Papua, on the western half of the island of New Guinea, is Indonesia’s largest and least populated province. Three million people live here, in an area of over 42 million hectares (about half the size of California) – 80 percent of which is covered by forests.
New Guinea, the largest and highest tropical island, is the third largest tropical high-biodiversity wilderness area, in the world. New Guinea is an island of extremes: wild rivers, gushing waterfalls, and terrain that reaches from fertile floodplains to glacial Mount Jaya’s 5,000 meter summit. More than 7 million hectares of vast freshwater swamp-forests, lowland and hill forests, marshes, lakes, and rivers contain healthy populations of many globally threatened species.

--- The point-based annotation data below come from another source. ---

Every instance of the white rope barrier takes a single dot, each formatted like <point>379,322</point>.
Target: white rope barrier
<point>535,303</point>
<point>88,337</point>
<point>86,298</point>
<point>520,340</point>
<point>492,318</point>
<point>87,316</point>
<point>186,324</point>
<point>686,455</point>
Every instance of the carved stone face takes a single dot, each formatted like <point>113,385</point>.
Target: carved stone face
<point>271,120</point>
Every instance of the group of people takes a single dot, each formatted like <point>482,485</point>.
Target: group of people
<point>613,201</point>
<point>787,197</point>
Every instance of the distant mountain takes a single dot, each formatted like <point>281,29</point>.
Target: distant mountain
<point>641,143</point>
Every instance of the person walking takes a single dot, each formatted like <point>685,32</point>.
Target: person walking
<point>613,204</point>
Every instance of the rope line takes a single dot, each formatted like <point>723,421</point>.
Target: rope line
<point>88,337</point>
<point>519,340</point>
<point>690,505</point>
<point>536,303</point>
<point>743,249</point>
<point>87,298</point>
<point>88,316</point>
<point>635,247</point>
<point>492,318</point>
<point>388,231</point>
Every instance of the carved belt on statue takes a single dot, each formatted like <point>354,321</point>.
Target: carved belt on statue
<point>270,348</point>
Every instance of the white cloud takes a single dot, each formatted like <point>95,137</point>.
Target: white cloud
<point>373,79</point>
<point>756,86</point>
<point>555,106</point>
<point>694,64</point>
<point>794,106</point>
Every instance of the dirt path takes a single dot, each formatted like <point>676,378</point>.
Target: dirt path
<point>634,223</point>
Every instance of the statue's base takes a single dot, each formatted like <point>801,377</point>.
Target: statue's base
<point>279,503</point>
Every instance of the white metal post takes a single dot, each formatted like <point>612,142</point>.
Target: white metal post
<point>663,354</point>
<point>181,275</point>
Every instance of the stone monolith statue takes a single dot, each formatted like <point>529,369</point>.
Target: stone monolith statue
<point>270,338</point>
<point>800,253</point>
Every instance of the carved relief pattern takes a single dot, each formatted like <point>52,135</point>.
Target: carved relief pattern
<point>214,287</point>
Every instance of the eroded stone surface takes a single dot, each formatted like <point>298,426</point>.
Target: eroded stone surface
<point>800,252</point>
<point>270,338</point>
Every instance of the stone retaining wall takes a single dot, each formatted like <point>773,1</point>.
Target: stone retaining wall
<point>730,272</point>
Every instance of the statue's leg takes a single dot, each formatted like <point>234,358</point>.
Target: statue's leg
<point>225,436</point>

The Mamberamo basin, including the Foja Mountains, is part of the New Guinea High Biodiversity Wilderness Area and is located in the north central region of Papua province. The 8 million hectare Mamberamo has an extremely low human population (estimated at just 12,000 inhabitants) and is more than 95 percent forested, making it the largest and least-disturbed tropical humid forest watershed in the Asia-Pacific region.
The Foja Mountains form the northern boundary of the Mamberamo basin. They are of particular interest for conservation because they are an isolated, outlying mountain chain and many aspects of their geography and biology are unique. In fact, the Foja Mountains are home to a globally significant array of plants and animals – many that live nowhere else on earth.